AI-driven, autonomous lab at Argonne transforms materials discovery
Artistic rendering depicting Polybot, the AI-driven automated material laboratory.
Image by Argonne National Laboratory
Argonne, UChicago researchers harness artificial intelligence and automation for electronic polymer processing
Plastic that conducts electricity might sound impossible. But there is a special class of materials known as “electronic polymers” that combines the flexibility of plastic with the functionality of metal. This type of material opens the door for breakthroughs in wearable devices, printable electronics and advanced energy storage systems.
Yet making thin films from electronic polymers has always been a difficult task. It takes a lot of fine-tuning to achieve the right balance of physical and electronic properties. Researchers at Argonne National Laboratory and the University of Chicago have created an innovative solution to this challenge with artificial intelligence.
They used a tool called Polybot — an AI-driven, automated materials laboratory — to explore processing methods and produce high-quality films. The laboratory is located at the Center for Nanoscale Materials, a user facility at Argonne.
Polybot is the latest method in autonomous discovery, a general approach that combines robotics with the power of AI to accelerate discovery and innovation.
Polybot performing automated workflow. The video is accelerated by four times. (Video by Argonne National Laboratory.)
“Polybot operates on its own, with a robot running the experiments based on AI-driven decisions,” said Jie Xu, a scientist at Argonne. “We are creating a method that highlights how AI and automation can transform chemical engineering and materials science.”
The researchers used Polybot to solve key challenges in electronic polymer processing. For example, the final properties of these materials are influenced by a complex production history. There are nearly a million possible combinations in the fabrication process that can affect the final properties of the films — far too many possibilities for humans to test.
“We faced limited resources and had little knowledge about the vast processing options,” said Henry Chan, a computational materials scientist at Argonne. “Using AI-guided exploration and statistical methods, Polybot efficiently gathered reliable data, helping us find thin film processing conditions that met several material goals.”
Polybot helped the researchers simultaneously optimize two key properties: conductivity and coating defects. Improving conductivity and reducing defects makes devices more reliable and boosts electrical performance.
This fully automated platform streamlines the formulation, coating and post-processing steps, allowing for quick experimentation and data collection. As a result, the team was able to create thin films with average conductivity comparable to the highest standards currently achievable. They also developed “recipes” for large-scale production of these films.
Further, one of the key achievements of this project, according to Argonne research scientist Aikaterini Vriza, is the use of advanced computer programs that can process and analyze images.
“We are creating a method that highlights how AI and automation can transform chemical engineering and materials science.”
—Jie Xu, Argonne scientist
“These programs not only helped us perform experiments and create films, but they also allowed us to capture images and evaluate the quality of the films,” Vriza said. “This information was crucial to our efforts to produce high-quality, highly conductive films.”
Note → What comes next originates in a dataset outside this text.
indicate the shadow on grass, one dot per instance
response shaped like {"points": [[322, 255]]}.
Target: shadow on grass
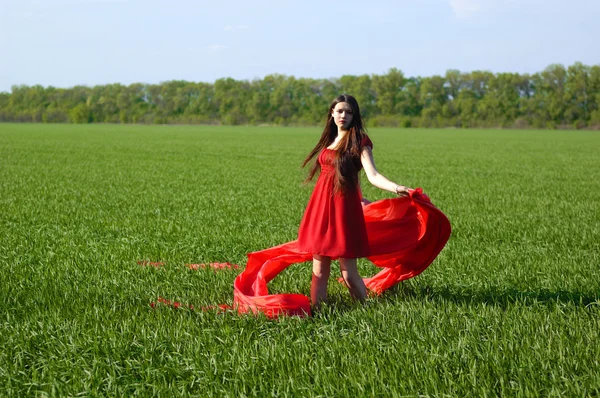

In addition to making films, the researchers collected valuable data, which they plan to share with the scientific community through a database. This adds significant value to their work.
“Data is critical,” Vriza said. “We support open-source research, and by sharing this data, we hope to motivate the community to contribute to, test and improve our methodology.”
The impact of this work goes beyond just making electronic polymers in the laboratory. It also establishes important guidelines for large-scale production. The recipes and instructions from this research provide practical advice for scientists and manufacturers who want to explore the potential of electronic polymers in various applications.
This research made use of the Materials Engineering Research Facility at Argonne for electronic printing support and the National Synchrotron Light Source II at DOE’s Brookhaven National Laboratory for wide-angle X-ray scattering characterization.
Other contributors to the work include Chengshi Wang, Yeon-Ju Kim, Rohit Batra, Arun Baskaran, Pierre Darancet, Logan Ward, Yuzi Liu, Maria K.Y. Chan, H. Christopher Fry and Christina S. Miller from Argonne; Naisong Shan and Nan Li from The University of Chicago; and Subramanian K.R.S. Sankaranarayanan from both Argonne and the University of Illinois, Chicago.
“This project is just the beginning,” Xu said. “We’ve shown that our approach works. Next, we want to dive deeper into using AI and automated processes to tackle more real-world challenges and help discover new materials.”
Citation “Autonomous platform for solution processing of electronic polymers.” Chengshi Wang, Yeon-Ju Kim, Aikaterini Vriza, Rohit Batra, Arun Baskaran, Naisong Shan, Nan Li, Pierre Darancet, Logan Ward, Yuzi Liu, Maria K. Y. Chan, Subramanian K.R.S. Sankaranarayanan, H. Christopher Fry, C. Suzanne Miller, Henry Chan & Jie Xu, Nature Communications, Feb. 17, 2025.
Funding: U.S. Department of Energy Office of Basic Energy Sciences, the Laboratory Directed Research and Development program at Argonne and the University of Chicago.